When I Learned to Do Nothing

There was a time I feared stillness.
The quiet felt heavy  a space that demanded explanation. If I wasn’t producing, achieving, or striving, I felt the world might forget me. I lived like a pendulum, always swinging, never resting, until my own spirit began to fray.

It was then I stumbled upon the Dutch word “Niksen” a word that translates simply as “doing nothing.”
It comes from the Dutch verb niksen, derived from niks, meaning “nothing.” Yet its simplicity is deceiving. In Dutch culture, Niksen is not a call to laziness; it’s an invitation to be. It carries within it the quiet wisdom that nothingness, when chosen intentionally, can be profoundly restorative.

At first, I resisted it. Doing nothing felt like failure. But one day, I tried. I sat by the window, watched the light shift across the floor, and listened to the hum of the world without reaching for meaning. For the first time in a long while, I wasn’t rushing toward life, I was in it.

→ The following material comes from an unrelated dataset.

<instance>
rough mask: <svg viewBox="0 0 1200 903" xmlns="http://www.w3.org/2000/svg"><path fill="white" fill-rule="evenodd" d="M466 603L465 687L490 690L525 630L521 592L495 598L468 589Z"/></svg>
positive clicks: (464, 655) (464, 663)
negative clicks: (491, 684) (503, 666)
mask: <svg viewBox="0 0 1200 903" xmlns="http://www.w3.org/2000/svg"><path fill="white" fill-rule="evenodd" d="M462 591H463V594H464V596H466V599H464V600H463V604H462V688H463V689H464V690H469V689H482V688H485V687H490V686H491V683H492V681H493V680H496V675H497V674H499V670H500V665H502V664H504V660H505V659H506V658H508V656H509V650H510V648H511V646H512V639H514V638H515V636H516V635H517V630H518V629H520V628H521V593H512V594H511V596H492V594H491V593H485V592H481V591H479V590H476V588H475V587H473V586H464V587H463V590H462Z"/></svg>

In that quiet, something changed.
Time softened. The mind, unshackled from the need to perform, began to wander freely, like a bird long caged. I noticed small miracles: the rhythm of my breath, the patient sway of trees, the silence between sounds. It was as if life had been speaking all along, but I had been too loud to hear.

I realized then that Niksen isn’t about idleness, it’s about liberation.
It’s a return to the essence of being, where worth isn’t measured by output but by awareness. In doing nothing, I began to feel everything more deeply, the peace, the ache, the wonder.

Now, I make space for Niksen the way one tends a sacred garden. I let my thoughts drift without a destination. I let the moment unfold without interference. I’ve learned that rest is not the absence of purpose, it is the presence of self.

And the benefits of this simple, ancient-sounding practice have been profound:

Mental clarity — my mind feels lighter, less tangled by overthinking.

Creative renewal — ideas often visit when I stop chasing them.

Emotional balance — stillness has taught me how to sit with feelings without drowning in them.

Restored energy — true rest refuels more deeply than sleep alone.

Inner connection — I hear my own voice again, beneath the noise of expectation.

Mindful awareness — life feels fuller when I’m not rushing through it.

Then I remembered, even God rested. After six days of creation, the Scriptures say, “And on the seventh day God ended His work which He had made; and He rested” (Genesis 2:2). If the Creator Himself paused, not from exhaustion but from completion, then rest must carry divine weight. Niksen, in its quiet form, is a reflection of that sacred rhythm, the holy pause that restores the soul.

And again, the Psalmist whispers, “Be still, and know that I am God” (Psalm 46:10). In that verse, stillness is not weakness but recognition, a surrender that allows divine presence to fill the silence.

To do nothing, then, is not to waste time, but to create space, space where the Spirit can breathe, heal, and remind us of who we are beyond what we do.

To do nothing, I discovered, is to remember who I am beneath the noise.
And in that remembering, I find not just my wholeness, but my peace in God.